Each sequence has attached to it various information called "annotations". This naturally includes the source organism, but also, where some of the genes have been identified experimentally or by computational analysis, a brief description of their function, as well as bibliographical links. One good thing about these banks is that they bring together all the publicly available sequences, but they do have several shortcomings. The quality of the sequences varies, and some of the data are redundant - there may be several copies of the same section of the genome of a given organism, sequenced and deposited by different laboratories. There is little logical structure to the annotations, so it is difficult to interpret them by computer, and these too are of very variable quality. Because of this, a number of specialised databases are growing up parallel to these banks. Some bring together sequences which relate to the same organism, for example SubtiList and NRSub for the bacterium Bacillus subtilis, Cyanobase for the bacterium Synechocystis, TAIR for the plant Arabidopsis thaliana. Others group together complementary annotations, cutting across various different sequence databases. This is the case with FlyBase, for the drosophila, MGD (Mouse Genome Database) for the mouse and GDB (Genome Data Base) for the human genome. Others concentrate on a particular class of sequences, but for a group of organisms.

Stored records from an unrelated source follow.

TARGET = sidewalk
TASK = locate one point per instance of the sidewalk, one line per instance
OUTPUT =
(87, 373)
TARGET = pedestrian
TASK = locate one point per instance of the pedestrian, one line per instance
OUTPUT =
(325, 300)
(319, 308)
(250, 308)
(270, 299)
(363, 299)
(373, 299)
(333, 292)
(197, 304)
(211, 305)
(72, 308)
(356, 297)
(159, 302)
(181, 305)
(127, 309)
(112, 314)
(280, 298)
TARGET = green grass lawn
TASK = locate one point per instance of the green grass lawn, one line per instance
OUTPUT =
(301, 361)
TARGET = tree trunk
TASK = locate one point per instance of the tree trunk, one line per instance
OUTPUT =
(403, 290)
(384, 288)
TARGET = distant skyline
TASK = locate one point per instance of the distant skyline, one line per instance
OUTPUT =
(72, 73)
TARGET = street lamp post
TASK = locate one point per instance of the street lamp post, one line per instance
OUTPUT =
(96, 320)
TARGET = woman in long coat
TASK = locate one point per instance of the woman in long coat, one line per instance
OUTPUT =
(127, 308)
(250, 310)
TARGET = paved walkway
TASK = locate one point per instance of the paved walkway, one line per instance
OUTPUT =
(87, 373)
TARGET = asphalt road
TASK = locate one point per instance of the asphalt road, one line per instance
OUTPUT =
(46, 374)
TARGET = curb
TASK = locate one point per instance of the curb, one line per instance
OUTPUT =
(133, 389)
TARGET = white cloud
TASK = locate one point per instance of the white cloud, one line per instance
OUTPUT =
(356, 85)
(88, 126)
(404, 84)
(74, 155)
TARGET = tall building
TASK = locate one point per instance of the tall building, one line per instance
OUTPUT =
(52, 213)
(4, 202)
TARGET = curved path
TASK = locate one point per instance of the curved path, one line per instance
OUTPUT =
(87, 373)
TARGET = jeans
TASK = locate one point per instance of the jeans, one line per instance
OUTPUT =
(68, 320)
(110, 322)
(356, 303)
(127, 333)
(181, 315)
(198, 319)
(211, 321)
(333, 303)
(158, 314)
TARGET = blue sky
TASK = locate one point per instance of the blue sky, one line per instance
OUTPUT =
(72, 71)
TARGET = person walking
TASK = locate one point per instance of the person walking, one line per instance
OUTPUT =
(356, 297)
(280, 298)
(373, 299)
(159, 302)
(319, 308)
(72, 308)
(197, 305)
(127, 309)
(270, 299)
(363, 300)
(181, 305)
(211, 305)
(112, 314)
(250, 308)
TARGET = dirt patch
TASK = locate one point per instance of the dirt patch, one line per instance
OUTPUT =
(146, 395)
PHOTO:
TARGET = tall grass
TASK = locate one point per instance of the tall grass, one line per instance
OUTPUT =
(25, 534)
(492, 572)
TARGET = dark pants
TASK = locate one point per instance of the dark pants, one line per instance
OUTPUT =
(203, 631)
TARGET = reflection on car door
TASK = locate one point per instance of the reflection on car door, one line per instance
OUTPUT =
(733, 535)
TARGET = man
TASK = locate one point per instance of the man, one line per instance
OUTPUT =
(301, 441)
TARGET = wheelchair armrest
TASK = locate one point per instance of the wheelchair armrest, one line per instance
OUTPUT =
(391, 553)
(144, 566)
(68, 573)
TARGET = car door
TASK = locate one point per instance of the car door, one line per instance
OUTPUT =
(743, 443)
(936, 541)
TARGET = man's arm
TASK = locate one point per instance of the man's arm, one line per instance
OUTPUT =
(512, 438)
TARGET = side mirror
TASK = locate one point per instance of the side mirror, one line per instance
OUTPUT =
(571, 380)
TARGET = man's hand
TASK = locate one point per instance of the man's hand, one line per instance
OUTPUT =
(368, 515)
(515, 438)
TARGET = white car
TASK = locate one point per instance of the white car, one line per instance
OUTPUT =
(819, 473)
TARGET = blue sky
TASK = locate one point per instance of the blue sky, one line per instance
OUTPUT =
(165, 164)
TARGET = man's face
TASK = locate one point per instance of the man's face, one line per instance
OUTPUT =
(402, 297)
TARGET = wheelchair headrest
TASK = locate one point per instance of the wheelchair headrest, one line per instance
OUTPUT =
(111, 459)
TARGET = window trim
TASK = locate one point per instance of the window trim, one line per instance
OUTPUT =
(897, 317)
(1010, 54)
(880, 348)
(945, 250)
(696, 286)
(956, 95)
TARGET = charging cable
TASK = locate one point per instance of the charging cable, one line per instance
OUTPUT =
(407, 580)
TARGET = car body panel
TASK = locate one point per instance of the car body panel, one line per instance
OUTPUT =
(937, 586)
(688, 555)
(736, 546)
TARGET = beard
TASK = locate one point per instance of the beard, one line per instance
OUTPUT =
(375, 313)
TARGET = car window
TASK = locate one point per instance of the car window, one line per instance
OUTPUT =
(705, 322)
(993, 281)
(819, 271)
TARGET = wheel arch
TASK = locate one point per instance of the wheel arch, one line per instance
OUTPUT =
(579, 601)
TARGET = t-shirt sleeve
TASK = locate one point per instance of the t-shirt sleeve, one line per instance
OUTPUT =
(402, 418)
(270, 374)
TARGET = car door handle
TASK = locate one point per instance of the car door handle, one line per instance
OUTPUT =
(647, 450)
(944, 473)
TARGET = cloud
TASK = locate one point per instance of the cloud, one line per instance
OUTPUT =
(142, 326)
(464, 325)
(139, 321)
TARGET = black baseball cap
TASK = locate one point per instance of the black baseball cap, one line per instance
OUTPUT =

The Eukaryotic Promoter Database (EPD) brings together sequences for promoters from eukaryotic organisms. Finally, there are several databases devoted to proteins. SwissProt in Geneva is maintained by the group led by Amos Bairoch, in collaboration with the EBI, and contains more than 80 000 sequences relating to several hundred different organisms. Access to all these data on the Web has significantly changed biologists’ research strategies.